It’s no secret that more and more Australians are seeing the benefits of shopping online, with consumers citing convenience, value for money and efficiency as just some of the advantages.

While Australia as a nation enjoys the ease of shopping through the keyboard, tastes and spending trends differ significantly across the country.

Recent data obtained from ShopStyle.com.au revealed the habits of Aussie consumers, with the results showing a marked difference in geographic locations.

Hobart residents showed a penchant for Armani underwear in their internet searches, followed by black bubble dresses and leather belts.

Perth ladies prefer to take their shoe shopping online, with flatform shoes ranking as the number one search in the Western Australian capital, with Adidas heels and Christian Louboutin also in the top 20 search.

It’s all about designer gear in Sydney, with shoppers favouring designer watches and jewellery from Marc Jacobs and Michael Kors.

Melburnians were a little more casual, with jelly sandals and shoes ranking in the top two searches, followed by bandage dresses.

Brisbane’s tropical climate is reflected in its residents’ online shopping habits which reveal beach dresses as among the top search items.

Shoppers in the South Australian capital enjoy surfing the net for lace dresses, crop tops and Mimco bags.

ShopStyle.com.au country manager Laura Yeomans told News Limited that the fashion website’s figures were analysed over a 12 month period.

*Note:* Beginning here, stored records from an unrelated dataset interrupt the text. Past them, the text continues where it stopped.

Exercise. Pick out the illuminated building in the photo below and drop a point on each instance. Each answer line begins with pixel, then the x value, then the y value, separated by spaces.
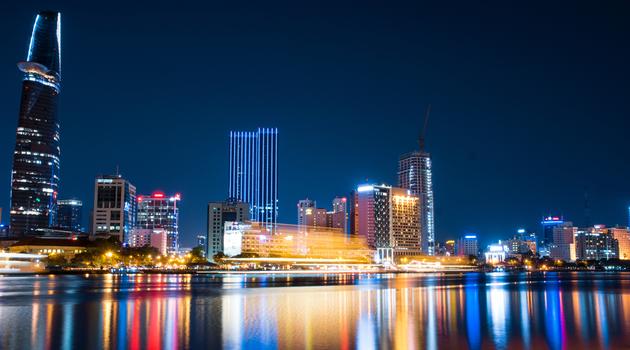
pixel 305 208
pixel 546 240
pixel 291 241
pixel 415 174
pixel 35 172
pixel 70 214
pixel 389 219
pixel 254 172
pixel 233 237
pixel 148 237
pixel 310 215
pixel 219 213
pixel 202 242
pixel 449 247
pixel 563 247
pixel 115 207
pixel 595 243
pixel 622 235
pixel 159 211
pixel 496 253
pixel 467 245
pixel 67 248
pixel 338 217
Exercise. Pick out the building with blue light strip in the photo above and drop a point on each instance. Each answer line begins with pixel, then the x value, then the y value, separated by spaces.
pixel 35 172
pixel 254 173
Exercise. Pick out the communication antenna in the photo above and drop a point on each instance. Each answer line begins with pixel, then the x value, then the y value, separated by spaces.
pixel 424 127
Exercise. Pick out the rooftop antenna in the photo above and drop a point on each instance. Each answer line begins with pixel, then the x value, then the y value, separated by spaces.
pixel 424 127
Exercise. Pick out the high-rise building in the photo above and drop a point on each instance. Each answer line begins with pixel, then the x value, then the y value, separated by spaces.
pixel 389 218
pixel 70 214
pixel 305 208
pixel 596 243
pixel 548 224
pixel 147 237
pixel 622 235
pixel 115 207
pixel 35 173
pixel 468 245
pixel 563 246
pixel 219 213
pixel 416 175
pixel 159 211
pixel 310 215
pixel 338 217
pixel 254 173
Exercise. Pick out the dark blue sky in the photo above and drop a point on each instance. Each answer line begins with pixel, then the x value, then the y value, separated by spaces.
pixel 530 101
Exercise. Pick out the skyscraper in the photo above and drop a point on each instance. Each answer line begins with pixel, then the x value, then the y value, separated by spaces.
pixel 254 173
pixel 161 212
pixel 70 214
pixel 305 208
pixel 219 213
pixel 416 175
pixel 389 218
pixel 35 173
pixel 115 207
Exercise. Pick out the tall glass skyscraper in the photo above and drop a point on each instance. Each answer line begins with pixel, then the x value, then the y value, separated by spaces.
pixel 254 173
pixel 415 174
pixel 35 173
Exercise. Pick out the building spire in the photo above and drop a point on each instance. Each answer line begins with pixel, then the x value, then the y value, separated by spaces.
pixel 424 128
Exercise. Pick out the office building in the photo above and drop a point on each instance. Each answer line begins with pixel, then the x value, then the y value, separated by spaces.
pixel 467 245
pixel 159 211
pixel 546 239
pixel 563 247
pixel 388 218
pixel 305 208
pixel 70 214
pixel 147 237
pixel 115 207
pixel 496 253
pixel 595 243
pixel 310 215
pixel 622 235
pixel 36 168
pixel 254 173
pixel 219 213
pixel 416 175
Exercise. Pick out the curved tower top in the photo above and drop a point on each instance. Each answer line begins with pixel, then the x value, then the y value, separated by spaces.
pixel 45 45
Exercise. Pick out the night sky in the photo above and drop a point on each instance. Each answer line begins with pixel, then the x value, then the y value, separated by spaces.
pixel 530 102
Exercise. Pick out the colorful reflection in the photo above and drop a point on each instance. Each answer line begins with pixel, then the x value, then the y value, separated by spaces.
pixel 499 311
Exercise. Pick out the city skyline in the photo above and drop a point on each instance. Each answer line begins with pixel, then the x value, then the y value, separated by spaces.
pixel 558 168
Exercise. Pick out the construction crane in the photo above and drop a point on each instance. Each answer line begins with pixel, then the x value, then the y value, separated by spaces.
pixel 424 128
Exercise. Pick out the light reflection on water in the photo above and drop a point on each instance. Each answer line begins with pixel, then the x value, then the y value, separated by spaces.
pixel 557 311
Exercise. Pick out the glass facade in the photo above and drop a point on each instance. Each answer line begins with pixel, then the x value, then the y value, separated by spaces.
pixel 254 173
pixel 36 165
pixel 115 207
pixel 158 211
pixel 416 175
pixel 70 214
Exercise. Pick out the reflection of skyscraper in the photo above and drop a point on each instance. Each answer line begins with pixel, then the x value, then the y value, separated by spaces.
pixel 415 174
pixel 115 207
pixel 35 174
pixel 254 172
pixel 159 211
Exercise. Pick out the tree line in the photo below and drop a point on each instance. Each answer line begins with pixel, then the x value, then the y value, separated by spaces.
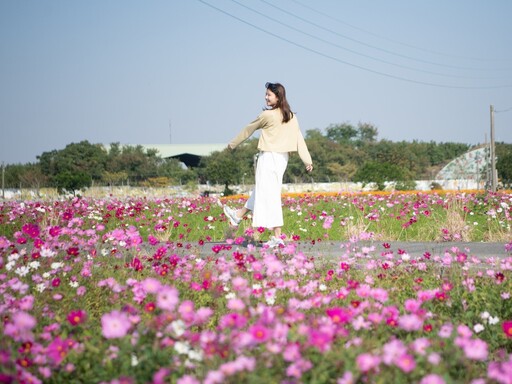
pixel 341 152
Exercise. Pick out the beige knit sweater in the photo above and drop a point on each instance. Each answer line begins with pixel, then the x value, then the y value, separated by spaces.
pixel 276 136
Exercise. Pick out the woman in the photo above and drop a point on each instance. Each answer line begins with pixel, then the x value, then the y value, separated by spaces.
pixel 280 134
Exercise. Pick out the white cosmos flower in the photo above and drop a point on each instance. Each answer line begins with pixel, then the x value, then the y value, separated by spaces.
pixel 493 320
pixel 22 271
pixel 34 264
pixel 56 265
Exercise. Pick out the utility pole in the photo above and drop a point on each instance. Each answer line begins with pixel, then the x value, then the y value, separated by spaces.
pixel 494 174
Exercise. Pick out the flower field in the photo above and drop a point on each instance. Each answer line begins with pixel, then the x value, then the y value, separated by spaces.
pixel 137 290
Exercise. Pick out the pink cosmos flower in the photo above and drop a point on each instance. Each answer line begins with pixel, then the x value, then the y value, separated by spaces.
pixel 410 322
pixel 432 379
pixel 366 362
pixel 167 298
pixel 507 328
pixel 232 320
pixel 259 333
pixel 58 349
pixel 186 309
pixel 76 317
pixel 115 324
pixel 20 329
pixel 338 315
pixel 151 285
pixel 406 363
pixel 328 222
pixel 475 349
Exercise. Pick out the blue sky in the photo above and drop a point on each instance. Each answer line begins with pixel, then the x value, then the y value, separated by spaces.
pixel 193 71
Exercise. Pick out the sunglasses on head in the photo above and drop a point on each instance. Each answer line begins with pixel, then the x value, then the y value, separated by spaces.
pixel 270 86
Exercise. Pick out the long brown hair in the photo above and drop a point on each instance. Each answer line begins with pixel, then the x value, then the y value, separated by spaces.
pixel 280 92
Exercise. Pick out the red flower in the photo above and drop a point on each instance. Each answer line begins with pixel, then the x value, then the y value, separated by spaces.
pixel 76 317
pixel 507 328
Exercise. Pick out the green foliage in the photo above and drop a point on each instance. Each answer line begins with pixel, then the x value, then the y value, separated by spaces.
pixel 504 163
pixel 340 153
pixel 379 173
pixel 68 182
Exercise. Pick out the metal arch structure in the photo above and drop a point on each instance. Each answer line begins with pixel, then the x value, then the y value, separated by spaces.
pixel 473 165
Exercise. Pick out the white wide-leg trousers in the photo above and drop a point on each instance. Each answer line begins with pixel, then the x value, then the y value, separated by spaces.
pixel 265 200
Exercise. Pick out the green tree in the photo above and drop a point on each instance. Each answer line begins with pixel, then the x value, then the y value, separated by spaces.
pixel 504 163
pixel 379 173
pixel 80 158
pixel 70 182
pixel 343 133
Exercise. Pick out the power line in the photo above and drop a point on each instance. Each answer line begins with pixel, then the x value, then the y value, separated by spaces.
pixel 366 44
pixel 347 49
pixel 385 38
pixel 346 62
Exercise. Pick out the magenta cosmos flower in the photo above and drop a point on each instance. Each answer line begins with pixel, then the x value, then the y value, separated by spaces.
pixel 167 298
pixel 115 324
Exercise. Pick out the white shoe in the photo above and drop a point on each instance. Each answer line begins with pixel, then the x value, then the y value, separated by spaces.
pixel 231 215
pixel 274 242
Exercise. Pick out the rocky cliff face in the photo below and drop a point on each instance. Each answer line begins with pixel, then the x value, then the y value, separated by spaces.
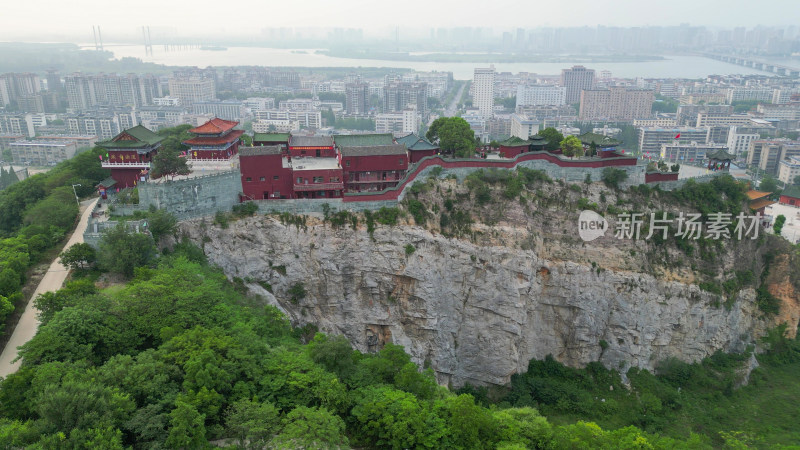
pixel 477 313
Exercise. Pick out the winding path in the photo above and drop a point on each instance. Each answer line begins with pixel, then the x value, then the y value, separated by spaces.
pixel 52 280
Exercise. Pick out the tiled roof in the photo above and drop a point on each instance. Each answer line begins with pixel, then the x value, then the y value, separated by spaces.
pixel 271 137
pixel 792 191
pixel 375 150
pixel 213 140
pixel 599 140
pixel 260 150
pixel 363 140
pixel 514 141
pixel 137 137
pixel 719 154
pixel 758 204
pixel 214 126
pixel 752 195
pixel 311 141
pixel 414 142
pixel 108 182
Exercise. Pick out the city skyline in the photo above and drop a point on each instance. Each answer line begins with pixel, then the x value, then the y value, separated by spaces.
pixel 25 21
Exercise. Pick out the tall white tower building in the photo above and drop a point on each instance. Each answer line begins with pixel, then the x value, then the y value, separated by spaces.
pixel 483 91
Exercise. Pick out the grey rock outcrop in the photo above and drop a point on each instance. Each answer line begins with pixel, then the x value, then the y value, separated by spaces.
pixel 474 313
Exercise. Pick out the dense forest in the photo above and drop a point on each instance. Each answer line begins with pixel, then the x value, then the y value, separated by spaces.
pixel 181 357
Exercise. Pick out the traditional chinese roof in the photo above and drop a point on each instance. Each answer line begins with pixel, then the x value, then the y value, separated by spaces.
pixel 138 138
pixel 514 141
pixel 215 140
pixel 761 203
pixel 792 191
pixel 271 137
pixel 311 141
pixel 214 126
pixel 416 143
pixel 754 195
pixel 107 183
pixel 376 150
pixel 598 140
pixel 363 140
pixel 260 150
pixel 720 155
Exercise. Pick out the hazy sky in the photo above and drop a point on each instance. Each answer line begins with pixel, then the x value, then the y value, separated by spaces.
pixel 49 19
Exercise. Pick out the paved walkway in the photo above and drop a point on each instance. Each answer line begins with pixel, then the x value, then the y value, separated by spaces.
pixel 52 281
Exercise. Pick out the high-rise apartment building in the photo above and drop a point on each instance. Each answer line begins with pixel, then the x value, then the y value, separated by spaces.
pixel 87 91
pixel 483 91
pixel 15 85
pixel 575 80
pixel 541 95
pixel 356 98
pixel 192 89
pixel 398 96
pixel 616 103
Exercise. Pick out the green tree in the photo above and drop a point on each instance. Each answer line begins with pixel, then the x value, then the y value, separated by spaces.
pixel 161 223
pixel 778 226
pixel 121 251
pixel 251 422
pixel 334 354
pixel 453 135
pixel 385 417
pixel 769 184
pixel 9 281
pixel 612 176
pixel 49 303
pixel 187 427
pixel 572 146
pixel 553 137
pixel 84 405
pixel 306 427
pixel 79 256
pixel 168 162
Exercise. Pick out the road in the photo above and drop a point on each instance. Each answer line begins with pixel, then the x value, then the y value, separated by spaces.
pixel 52 280
pixel 450 111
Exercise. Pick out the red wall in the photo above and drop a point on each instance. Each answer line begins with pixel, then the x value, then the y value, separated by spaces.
pixel 416 155
pixel 511 152
pixel 786 200
pixel 267 166
pixel 324 152
pixel 377 163
pixel 508 164
pixel 125 177
pixel 215 154
pixel 658 176
pixel 115 156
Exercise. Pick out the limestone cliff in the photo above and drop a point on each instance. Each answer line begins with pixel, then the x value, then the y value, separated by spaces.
pixel 478 312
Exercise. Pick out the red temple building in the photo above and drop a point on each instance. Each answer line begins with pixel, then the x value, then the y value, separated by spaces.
pixel 129 155
pixel 374 168
pixel 266 173
pixel 281 139
pixel 215 140
pixel 314 146
pixel 418 147
pixel 791 196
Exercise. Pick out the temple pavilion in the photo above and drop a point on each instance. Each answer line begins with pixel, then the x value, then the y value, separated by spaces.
pixel 214 140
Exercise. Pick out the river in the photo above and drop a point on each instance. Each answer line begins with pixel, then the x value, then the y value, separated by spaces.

“The data shows what we’ve long suspected, which is that each Australian city has its own distinctive style,” Ms Yeomans explained.

Separate figures from the National Australia Bank show that the strongest online markets reside in the ACT, the Northern Territory and Western Australia.

At the other end of the spectrum, South Australians and Victorians hold the smallest market for online spending per capita.

Western Australian regional purchases recorded the biggest growth year-on-year with a 45 per cent increase, while spending in regional Australia spiked by 30 per cent in the same period.